Oude Testament

Nieuwe Testament

Genesis 3:4-12 BasisBijbel (BB)

4. Maar de slang zei tegen de vrouw: "Jullie zullen helemaal niet sterven.

5. God weet dat als jullie daarvan eten, jullie de waarheid zullen zien. Jullie zullen net als God weten wat goed en wat kwaad is."

6. Toen wilde de vrouw erg graag van de vruchten in de boom eten. Ze zagen er zó aantrekkelijk uit! Ze wilde er zo graag van eten omdat ze dan wijs zou worden. Ze plukte een vrucht van de boom en at hem op. Ze gaf er ook één aan haar man, die bij haar stond. Hij at de vrucht op.

7. Toen zagen ze de waarheid: ze zagen dat ze naakt waren. Daarom maakten ze twee schorten van de bladeren van een vijgenboom. Zo hadden ze iets om aan te trekken.

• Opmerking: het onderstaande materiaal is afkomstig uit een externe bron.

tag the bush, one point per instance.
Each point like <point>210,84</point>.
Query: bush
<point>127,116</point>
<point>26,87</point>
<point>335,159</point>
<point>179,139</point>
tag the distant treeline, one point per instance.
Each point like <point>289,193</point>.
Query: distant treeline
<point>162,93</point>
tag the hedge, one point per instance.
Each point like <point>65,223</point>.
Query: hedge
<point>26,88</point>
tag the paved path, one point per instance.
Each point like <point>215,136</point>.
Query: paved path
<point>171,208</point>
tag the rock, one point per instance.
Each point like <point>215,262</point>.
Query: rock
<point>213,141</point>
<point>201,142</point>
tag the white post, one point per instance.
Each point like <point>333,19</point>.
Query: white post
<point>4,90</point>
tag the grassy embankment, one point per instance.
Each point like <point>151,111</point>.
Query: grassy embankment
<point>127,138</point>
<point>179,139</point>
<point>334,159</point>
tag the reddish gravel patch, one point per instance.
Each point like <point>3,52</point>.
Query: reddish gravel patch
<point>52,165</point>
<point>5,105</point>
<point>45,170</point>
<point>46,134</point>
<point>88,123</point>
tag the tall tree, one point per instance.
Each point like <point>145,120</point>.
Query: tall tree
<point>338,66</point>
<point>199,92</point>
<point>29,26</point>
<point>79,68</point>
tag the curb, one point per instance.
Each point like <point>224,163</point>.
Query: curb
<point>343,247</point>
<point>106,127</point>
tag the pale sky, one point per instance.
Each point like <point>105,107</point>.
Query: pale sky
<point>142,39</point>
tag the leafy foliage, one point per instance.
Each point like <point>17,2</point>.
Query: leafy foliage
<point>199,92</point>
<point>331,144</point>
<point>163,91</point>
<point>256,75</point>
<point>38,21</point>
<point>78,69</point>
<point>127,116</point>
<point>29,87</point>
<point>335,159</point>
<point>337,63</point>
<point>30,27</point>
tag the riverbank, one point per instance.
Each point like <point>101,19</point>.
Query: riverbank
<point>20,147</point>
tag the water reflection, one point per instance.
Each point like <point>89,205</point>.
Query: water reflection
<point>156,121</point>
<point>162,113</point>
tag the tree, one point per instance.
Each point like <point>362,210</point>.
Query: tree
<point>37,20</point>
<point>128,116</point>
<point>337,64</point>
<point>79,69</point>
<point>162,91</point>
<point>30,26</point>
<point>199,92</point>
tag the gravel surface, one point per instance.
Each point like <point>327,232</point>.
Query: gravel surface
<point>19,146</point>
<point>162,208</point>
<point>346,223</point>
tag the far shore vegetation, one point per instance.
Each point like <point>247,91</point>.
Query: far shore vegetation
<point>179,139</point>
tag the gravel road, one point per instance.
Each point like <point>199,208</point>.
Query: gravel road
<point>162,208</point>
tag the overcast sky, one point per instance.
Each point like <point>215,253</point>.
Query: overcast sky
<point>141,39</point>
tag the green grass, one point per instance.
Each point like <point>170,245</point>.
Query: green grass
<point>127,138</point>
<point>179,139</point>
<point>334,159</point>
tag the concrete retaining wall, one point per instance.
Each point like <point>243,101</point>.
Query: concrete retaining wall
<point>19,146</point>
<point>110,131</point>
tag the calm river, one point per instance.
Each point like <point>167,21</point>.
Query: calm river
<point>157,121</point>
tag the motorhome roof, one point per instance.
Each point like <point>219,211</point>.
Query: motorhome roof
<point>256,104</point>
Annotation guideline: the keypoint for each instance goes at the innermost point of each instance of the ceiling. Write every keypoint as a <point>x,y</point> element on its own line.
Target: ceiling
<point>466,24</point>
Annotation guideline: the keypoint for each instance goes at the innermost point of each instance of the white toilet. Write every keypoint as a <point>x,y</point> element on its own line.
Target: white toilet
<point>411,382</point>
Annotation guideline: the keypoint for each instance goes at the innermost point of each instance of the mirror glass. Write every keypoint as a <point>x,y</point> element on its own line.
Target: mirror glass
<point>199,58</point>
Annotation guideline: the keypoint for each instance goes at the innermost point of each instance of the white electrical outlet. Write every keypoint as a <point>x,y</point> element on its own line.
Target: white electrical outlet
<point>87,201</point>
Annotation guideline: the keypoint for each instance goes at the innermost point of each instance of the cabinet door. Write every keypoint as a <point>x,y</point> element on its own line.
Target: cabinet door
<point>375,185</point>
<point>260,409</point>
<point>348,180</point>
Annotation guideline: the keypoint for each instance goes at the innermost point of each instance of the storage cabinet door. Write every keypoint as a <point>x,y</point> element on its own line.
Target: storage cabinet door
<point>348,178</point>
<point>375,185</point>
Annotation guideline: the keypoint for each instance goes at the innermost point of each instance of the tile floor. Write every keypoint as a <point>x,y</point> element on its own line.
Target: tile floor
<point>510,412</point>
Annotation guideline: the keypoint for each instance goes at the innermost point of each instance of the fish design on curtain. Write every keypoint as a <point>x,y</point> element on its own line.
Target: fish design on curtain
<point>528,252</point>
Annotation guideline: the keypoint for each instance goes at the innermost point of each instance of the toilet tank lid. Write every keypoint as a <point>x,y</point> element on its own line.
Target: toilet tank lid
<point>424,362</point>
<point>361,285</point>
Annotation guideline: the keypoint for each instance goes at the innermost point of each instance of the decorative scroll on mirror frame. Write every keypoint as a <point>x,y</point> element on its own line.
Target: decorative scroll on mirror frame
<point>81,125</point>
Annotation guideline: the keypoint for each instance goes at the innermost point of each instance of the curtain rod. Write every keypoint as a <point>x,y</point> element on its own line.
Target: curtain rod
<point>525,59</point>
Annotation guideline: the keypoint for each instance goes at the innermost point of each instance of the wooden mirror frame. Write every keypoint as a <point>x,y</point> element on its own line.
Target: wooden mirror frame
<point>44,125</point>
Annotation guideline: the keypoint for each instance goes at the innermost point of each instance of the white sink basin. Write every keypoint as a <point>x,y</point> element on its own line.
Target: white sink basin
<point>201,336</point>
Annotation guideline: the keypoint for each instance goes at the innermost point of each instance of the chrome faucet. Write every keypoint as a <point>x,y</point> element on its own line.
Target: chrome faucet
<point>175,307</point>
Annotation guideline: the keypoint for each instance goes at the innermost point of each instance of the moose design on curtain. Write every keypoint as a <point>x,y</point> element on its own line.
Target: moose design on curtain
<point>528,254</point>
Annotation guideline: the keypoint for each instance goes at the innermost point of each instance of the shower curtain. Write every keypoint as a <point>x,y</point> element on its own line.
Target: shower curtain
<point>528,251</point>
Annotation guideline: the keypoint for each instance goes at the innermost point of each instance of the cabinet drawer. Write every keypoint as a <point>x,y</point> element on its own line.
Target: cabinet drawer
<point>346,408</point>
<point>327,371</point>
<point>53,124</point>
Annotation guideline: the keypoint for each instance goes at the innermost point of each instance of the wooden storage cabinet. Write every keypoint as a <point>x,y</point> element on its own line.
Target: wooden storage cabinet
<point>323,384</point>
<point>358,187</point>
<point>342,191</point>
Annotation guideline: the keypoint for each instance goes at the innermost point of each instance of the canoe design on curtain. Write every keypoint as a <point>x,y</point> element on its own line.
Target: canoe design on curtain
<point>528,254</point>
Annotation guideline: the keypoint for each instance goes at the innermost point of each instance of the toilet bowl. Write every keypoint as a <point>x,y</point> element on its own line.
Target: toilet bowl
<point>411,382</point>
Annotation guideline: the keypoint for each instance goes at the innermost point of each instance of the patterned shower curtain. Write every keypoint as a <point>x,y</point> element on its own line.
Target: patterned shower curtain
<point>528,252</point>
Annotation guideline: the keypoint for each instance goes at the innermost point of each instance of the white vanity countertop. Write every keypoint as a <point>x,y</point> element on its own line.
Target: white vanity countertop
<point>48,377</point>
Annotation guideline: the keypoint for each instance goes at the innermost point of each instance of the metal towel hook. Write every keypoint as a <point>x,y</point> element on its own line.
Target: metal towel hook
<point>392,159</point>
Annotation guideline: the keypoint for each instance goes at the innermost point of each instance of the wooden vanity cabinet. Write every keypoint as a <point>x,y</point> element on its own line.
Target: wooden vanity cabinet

8. Toen hoorden ze de stem van de Heer God, die door de tuin wandelde in de avondwind. Haastig verstopten de man en zijn vrouw zich voor de Heer. Ze verborgen zich tussen de bomen van de tuin.

9. Maar de Heer God riep Adam en zei:

10. "Waar zit je?" Adam antwoordde: "Toen ik uw stem in de tuin hoorde, werd ik bang. Want ik ben naakt. Daarom heb ik me verstopt."

11. De Heer zei: "Wie heeft jou verteld dat je naakt bent? Heb je van de boom gegeten waarvan Ik had gezegd dat jullie daar niet van mochten eten?"

12. Adam zei: "De vrouw die U aan mij heeft gegeven, gaf mij een vrucht van de boom. Die heb ik opgegeten."